The directory includes reports of incidents in care homes across the province, including things like aggression between patients, injuries, abuse and neglect, and falls. Some facilities have consistently high rates across a number of different categories.
One of these is Stuart Nechako Manor, a 53-bed facility in Vanderhoof operated by Northern Health. It has B.C.’s highest rates for aggression between residents and injuries caused by something other than a fall, as well as the fourth highest rates for falls causing injury and abuse/neglect.
At the home, 47.6 per cent of residents are taking antipsychotics without a psychosis diagnosis.
Mackenzie said she didn’t know enough about Stuart Nechako Manor to explain the high rates of certain events. Still, she suggested looking into the high rate of antipsychotic use.
“Could you reduce the aggression between persons in care where they re clearly higher?

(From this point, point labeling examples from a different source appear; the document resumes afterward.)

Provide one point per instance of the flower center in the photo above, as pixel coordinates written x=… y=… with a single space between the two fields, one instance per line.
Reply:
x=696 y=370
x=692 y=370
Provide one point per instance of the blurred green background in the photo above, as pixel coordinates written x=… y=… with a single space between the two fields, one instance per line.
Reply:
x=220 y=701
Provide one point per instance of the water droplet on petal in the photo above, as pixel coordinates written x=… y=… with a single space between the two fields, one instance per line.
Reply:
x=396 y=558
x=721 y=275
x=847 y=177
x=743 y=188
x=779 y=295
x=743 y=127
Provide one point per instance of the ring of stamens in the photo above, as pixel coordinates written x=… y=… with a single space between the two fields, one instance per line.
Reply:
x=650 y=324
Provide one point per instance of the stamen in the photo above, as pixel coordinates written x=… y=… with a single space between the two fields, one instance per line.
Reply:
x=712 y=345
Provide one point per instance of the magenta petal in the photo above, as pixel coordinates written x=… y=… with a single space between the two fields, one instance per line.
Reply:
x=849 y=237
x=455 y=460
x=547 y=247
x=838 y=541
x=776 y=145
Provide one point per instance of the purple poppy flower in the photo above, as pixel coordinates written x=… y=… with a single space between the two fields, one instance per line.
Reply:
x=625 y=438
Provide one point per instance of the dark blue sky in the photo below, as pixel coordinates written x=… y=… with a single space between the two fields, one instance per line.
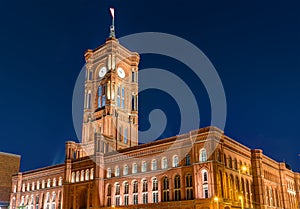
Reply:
x=254 y=46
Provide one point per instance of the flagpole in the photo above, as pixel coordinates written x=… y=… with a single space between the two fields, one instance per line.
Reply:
x=112 y=27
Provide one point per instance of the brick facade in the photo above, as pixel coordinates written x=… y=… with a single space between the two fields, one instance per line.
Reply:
x=200 y=169
x=9 y=165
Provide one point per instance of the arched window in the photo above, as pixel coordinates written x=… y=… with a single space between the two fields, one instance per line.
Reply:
x=125 y=170
x=204 y=176
x=73 y=177
x=189 y=186
x=205 y=184
x=177 y=186
x=38 y=185
x=135 y=192
x=118 y=96
x=43 y=185
x=145 y=185
x=54 y=182
x=49 y=183
x=108 y=195
x=218 y=156
x=134 y=168
x=229 y=162
x=154 y=165
x=123 y=97
x=188 y=159
x=203 y=156
x=87 y=174
x=126 y=192
x=117 y=194
x=117 y=171
x=164 y=163
x=60 y=181
x=144 y=166
x=125 y=135
x=92 y=174
x=108 y=174
x=145 y=191
x=77 y=176
x=154 y=190
x=235 y=164
x=175 y=161
x=165 y=189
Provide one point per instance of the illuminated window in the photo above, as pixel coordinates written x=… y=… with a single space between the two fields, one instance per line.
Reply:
x=175 y=161
x=125 y=170
x=144 y=166
x=134 y=168
x=164 y=163
x=154 y=165
x=203 y=156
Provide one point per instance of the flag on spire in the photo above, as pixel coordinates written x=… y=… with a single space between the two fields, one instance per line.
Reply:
x=112 y=11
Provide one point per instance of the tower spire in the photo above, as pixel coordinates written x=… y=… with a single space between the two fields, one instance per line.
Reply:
x=112 y=27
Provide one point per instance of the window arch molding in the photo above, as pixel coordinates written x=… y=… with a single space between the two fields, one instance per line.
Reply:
x=203 y=155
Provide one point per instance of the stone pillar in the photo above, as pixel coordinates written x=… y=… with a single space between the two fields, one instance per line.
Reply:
x=258 y=179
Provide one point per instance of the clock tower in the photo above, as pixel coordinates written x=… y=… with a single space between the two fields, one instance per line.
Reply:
x=111 y=97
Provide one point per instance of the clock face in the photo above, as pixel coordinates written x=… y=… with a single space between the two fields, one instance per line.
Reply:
x=121 y=72
x=102 y=72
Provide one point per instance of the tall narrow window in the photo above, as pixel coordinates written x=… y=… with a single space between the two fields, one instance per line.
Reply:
x=88 y=102
x=120 y=133
x=187 y=159
x=108 y=195
x=123 y=97
x=118 y=97
x=117 y=171
x=204 y=176
x=125 y=170
x=144 y=166
x=108 y=174
x=145 y=191
x=125 y=135
x=99 y=96
x=177 y=190
x=203 y=156
x=135 y=192
x=164 y=163
x=90 y=75
x=205 y=191
x=189 y=186
x=117 y=194
x=134 y=168
x=126 y=192
x=175 y=161
x=154 y=165
x=154 y=190
x=165 y=189
x=132 y=76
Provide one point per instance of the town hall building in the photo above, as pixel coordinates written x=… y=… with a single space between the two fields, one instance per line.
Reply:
x=202 y=169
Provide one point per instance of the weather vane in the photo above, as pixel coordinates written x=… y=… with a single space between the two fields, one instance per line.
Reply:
x=112 y=27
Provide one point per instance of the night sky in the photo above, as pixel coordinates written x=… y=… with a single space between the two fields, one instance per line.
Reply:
x=254 y=46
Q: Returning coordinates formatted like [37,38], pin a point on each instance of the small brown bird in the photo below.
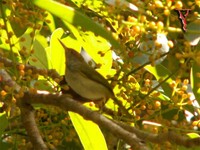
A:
[84,79]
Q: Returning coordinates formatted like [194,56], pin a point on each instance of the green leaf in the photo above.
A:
[89,133]
[160,72]
[3,123]
[76,18]
[195,80]
[56,53]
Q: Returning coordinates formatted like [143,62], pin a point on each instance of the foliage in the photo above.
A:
[162,87]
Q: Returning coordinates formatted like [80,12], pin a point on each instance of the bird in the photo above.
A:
[85,81]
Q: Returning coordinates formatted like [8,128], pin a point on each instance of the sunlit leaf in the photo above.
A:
[89,133]
[195,80]
[193,32]
[76,18]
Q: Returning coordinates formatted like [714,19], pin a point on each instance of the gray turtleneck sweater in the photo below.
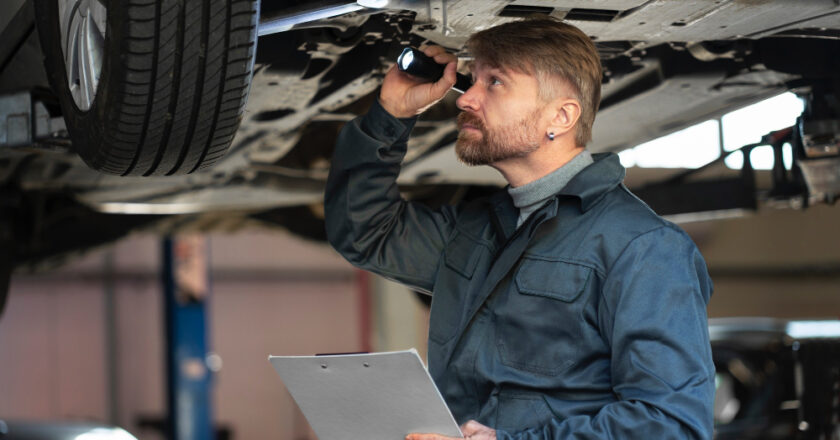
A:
[531,196]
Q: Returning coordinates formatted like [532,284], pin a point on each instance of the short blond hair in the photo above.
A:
[549,49]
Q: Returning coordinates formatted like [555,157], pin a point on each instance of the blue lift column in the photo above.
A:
[186,293]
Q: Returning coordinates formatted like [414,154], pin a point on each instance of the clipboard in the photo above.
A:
[375,396]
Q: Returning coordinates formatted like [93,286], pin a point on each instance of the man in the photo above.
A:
[562,307]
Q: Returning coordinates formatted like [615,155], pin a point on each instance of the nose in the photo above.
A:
[470,100]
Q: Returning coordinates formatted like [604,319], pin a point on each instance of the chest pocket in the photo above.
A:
[460,259]
[540,326]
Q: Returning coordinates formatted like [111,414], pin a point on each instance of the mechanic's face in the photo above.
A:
[500,117]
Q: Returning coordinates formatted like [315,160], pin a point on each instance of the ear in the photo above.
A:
[565,116]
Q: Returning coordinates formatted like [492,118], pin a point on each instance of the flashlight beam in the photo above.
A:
[282,23]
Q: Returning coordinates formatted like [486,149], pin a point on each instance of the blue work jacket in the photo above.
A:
[588,321]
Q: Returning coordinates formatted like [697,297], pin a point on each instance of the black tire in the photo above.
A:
[174,81]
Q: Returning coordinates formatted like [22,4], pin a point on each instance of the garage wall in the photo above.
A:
[780,263]
[271,294]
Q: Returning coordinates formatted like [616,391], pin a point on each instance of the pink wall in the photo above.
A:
[272,294]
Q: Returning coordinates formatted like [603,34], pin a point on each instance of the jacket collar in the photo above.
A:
[594,181]
[588,186]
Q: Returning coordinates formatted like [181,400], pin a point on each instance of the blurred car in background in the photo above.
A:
[776,379]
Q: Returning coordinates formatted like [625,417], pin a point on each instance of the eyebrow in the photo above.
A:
[494,71]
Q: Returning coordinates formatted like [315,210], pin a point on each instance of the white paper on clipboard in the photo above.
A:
[376,396]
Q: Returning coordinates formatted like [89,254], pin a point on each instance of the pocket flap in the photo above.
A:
[552,279]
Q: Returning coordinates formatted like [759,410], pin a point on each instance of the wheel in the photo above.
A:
[150,87]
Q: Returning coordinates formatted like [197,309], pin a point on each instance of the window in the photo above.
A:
[700,144]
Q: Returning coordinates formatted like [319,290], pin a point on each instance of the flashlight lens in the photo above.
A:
[406,59]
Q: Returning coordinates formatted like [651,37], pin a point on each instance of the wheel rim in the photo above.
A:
[82,24]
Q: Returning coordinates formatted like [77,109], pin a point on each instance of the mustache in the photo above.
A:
[465,118]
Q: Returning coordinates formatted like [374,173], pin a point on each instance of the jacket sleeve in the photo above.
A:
[367,220]
[653,314]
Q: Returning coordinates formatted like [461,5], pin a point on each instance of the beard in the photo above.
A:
[516,139]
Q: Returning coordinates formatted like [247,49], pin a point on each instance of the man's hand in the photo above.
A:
[405,96]
[472,430]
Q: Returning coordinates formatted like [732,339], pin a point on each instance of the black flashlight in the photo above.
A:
[418,64]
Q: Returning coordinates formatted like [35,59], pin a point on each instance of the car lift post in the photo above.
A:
[186,293]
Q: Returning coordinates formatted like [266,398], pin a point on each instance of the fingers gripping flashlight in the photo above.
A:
[418,64]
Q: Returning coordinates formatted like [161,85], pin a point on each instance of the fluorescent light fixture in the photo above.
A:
[813,329]
[106,434]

Would you reduce those falls with injury?” she said.
According to Andrea Palmer, a spokeswoman for Northern Health, many of the issues identified at Stuart Nechako Manor have been addressed as part of a licensing review.
“The incidents have all been investigated and a number of measures have been put in place that include additional training and orientation for staff; ongoing assessment and review of residents to identify needs and best placement options to co-locate residents into care areas/pods designed to best meet their needs; and implementation of procedures and protocols for managing inappropriate interactions between residents,” Palmer said.
She was unable to specifically address the facility s antipsychotic drug rates by deadline.
Of course, there are valid reasons for administering these medications without a proper diagnosis. Some facilities have units that strictly handle people who are experiencing aggression or delirium linked to their dementia, and they ll be given antipsychotic drugs to stabilize them before they are sent to live elsewhere.
One of those is the Youville Residence, where two of the facility s four floors are designated to the Parkview Unit, an acute-care centre that treats patients with extreme behaviour issues on a temporary basis, according to the operator, Providence Health Care.
“Many times these are people who have been on the front page of your newspaper with resident-to-resident aggression and such,” said Jo-Ann Tait, Providence s director for elder care and palliative services.
The health-care provider is currently working on teasing out the data for the residential floors at Youville, and Tait is confident the antipsychotic rates will fall to the provincial average or below.